When patients and families create art at the clinic they often want to hang it on the walls of the art room. Everyone who comes there for the first time is impacted by the breadth and power of this work. It seemed important to share the art with many other people who are touched by cancer and would truly appreciate it. With the permission of the patients, siblings and parents this amazing art work was displayed in an art show at the LWC Family Center during July and August. This show was moving and powerful. The art contained so much color, energy and expression. It touched the hearts of all those who saw it, which I was told over and over again. Creating art is a healing process and it seems it also has a healing quality when it is viewed. Many thanks to all the kids, teens and parents that participated in this Tracy’s Kids program and Let Their Art Shine In at the LWC Family Center!

Labor Day

The post on Felted Scarves that appeared on Friday was supposed to be my Labor Day reflection (rookie blogger). It is an example of how the Tracy’s Kids art therapists support their colleagues at the hospitals. The health professionals we work with  have very specialized knowledge and skill, and they are incredibly focused and productive. Giving them the opportunity to exercise their creative muscles for a little while can be a great stress-buster. So, check out my post on Felted Scarves, and have a happy Labor Day!

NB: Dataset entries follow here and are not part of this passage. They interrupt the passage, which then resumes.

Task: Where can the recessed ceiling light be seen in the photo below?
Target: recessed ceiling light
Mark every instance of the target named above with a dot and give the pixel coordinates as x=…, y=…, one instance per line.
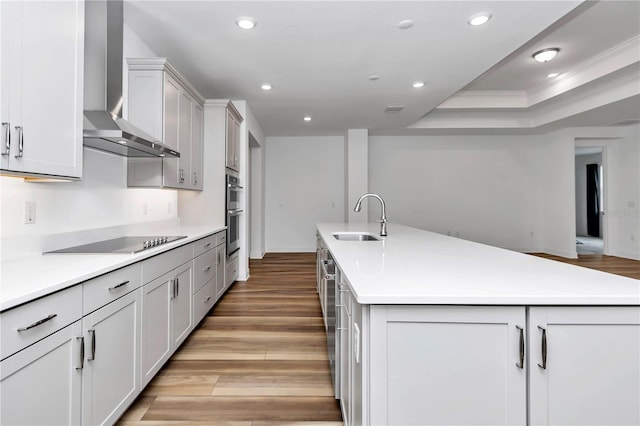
x=479, y=19
x=405, y=24
x=246, y=22
x=545, y=55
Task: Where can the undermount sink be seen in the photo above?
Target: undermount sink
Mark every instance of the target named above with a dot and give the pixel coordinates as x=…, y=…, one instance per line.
x=355, y=236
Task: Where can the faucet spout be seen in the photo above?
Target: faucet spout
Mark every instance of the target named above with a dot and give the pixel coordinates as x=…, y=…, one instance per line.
x=383, y=217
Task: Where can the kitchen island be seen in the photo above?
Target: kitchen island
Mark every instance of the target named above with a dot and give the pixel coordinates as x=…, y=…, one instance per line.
x=432, y=329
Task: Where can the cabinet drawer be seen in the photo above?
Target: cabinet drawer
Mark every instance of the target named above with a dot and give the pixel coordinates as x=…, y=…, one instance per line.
x=203, y=301
x=107, y=288
x=204, y=269
x=26, y=324
x=221, y=238
x=203, y=245
x=161, y=264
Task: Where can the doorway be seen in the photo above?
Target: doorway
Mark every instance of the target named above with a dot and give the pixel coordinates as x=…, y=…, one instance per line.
x=590, y=200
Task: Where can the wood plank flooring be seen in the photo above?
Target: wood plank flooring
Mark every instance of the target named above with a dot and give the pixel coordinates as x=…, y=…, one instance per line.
x=258, y=359
x=613, y=265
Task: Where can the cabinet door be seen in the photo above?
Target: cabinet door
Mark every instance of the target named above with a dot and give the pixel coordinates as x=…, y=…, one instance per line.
x=221, y=257
x=592, y=369
x=435, y=365
x=156, y=327
x=111, y=379
x=197, y=146
x=181, y=305
x=45, y=72
x=170, y=166
x=41, y=385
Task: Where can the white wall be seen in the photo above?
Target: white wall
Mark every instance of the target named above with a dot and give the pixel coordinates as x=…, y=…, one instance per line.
x=304, y=186
x=581, y=190
x=100, y=200
x=480, y=188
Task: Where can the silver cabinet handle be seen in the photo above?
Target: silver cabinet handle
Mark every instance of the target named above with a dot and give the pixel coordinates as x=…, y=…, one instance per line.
x=521, y=363
x=39, y=322
x=544, y=349
x=81, y=338
x=93, y=345
x=7, y=138
x=20, y=141
x=118, y=285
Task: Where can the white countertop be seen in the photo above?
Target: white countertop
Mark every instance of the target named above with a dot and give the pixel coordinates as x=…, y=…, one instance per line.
x=412, y=266
x=29, y=278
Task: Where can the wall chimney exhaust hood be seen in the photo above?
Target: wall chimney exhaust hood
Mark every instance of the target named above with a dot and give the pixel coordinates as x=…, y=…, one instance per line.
x=104, y=127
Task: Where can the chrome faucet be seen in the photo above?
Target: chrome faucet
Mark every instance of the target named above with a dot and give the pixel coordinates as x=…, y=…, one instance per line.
x=383, y=219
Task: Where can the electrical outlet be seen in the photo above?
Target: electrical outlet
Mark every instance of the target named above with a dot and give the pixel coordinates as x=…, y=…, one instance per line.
x=29, y=213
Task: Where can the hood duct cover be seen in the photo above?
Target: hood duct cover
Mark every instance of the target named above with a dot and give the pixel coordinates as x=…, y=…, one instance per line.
x=104, y=127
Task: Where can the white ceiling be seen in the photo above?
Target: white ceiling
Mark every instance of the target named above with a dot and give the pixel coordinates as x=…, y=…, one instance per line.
x=318, y=55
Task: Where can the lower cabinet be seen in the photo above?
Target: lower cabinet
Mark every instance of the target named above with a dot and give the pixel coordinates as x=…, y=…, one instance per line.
x=41, y=385
x=110, y=377
x=166, y=318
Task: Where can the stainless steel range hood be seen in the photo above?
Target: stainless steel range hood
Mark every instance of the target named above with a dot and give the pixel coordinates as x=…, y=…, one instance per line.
x=104, y=127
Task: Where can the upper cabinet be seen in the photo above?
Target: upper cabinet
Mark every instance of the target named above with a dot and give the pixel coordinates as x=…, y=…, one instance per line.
x=41, y=88
x=233, y=138
x=162, y=103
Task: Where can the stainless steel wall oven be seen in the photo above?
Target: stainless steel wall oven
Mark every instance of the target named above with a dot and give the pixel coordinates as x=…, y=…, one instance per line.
x=234, y=211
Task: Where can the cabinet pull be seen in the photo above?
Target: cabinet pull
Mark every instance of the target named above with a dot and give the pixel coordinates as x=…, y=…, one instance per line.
x=521, y=363
x=544, y=349
x=39, y=322
x=81, y=338
x=93, y=345
x=118, y=285
x=20, y=141
x=7, y=138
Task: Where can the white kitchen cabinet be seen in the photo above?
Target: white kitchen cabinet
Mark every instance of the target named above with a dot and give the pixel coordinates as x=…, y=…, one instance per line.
x=41, y=88
x=591, y=371
x=233, y=138
x=162, y=103
x=111, y=378
x=433, y=365
x=167, y=318
x=41, y=385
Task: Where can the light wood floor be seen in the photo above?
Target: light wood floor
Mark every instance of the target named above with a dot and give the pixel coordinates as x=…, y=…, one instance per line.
x=258, y=359
x=613, y=265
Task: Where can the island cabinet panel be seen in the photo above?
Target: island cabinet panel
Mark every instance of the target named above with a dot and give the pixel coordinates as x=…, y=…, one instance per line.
x=592, y=369
x=434, y=365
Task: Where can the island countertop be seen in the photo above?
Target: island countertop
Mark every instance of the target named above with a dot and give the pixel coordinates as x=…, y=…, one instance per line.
x=413, y=266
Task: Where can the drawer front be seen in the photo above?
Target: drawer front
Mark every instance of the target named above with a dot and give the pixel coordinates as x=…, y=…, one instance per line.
x=204, y=300
x=221, y=238
x=203, y=245
x=107, y=288
x=26, y=324
x=204, y=269
x=158, y=265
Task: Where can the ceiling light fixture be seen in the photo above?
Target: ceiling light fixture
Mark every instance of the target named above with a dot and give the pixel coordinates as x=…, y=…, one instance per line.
x=405, y=24
x=479, y=19
x=246, y=22
x=545, y=55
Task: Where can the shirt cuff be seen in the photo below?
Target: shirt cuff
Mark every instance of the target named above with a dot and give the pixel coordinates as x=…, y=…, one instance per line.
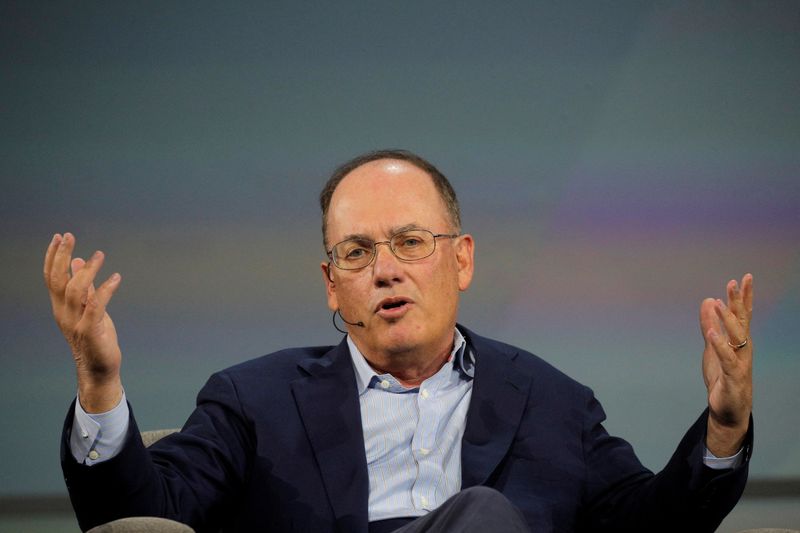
x=722, y=463
x=98, y=437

The first step of the process–laying out the roving.

Felted Scarves

One afternoon the clinic emptied out a little early, so we invited the doctors, nurses, social workers and chaplain to an impromptu felting workshop. We had been experimenting with felting techniques, and found the process to be fun and relaxing and the results dependably good, even for first-time felters. For the oncology clinic staff, the chance to engage in a little creative play can be a great stress-buster.

 We took over the art tables and showed everyone how to lay out small strands of roving in several layers and felt them using hot, soapy water and friction to create beautiful scarves. It was pretty amazing to see the variety of designs, and how individual everyone’s piece was. We took a “class photo” of our finished scarves–we think they’re inspirational!

You can learn a lot about felting on the internet. We have found that websites that sell felting supplies (Outback Fibers and Dharma Trading often have excellent tutorials on their sites. Happy Felting!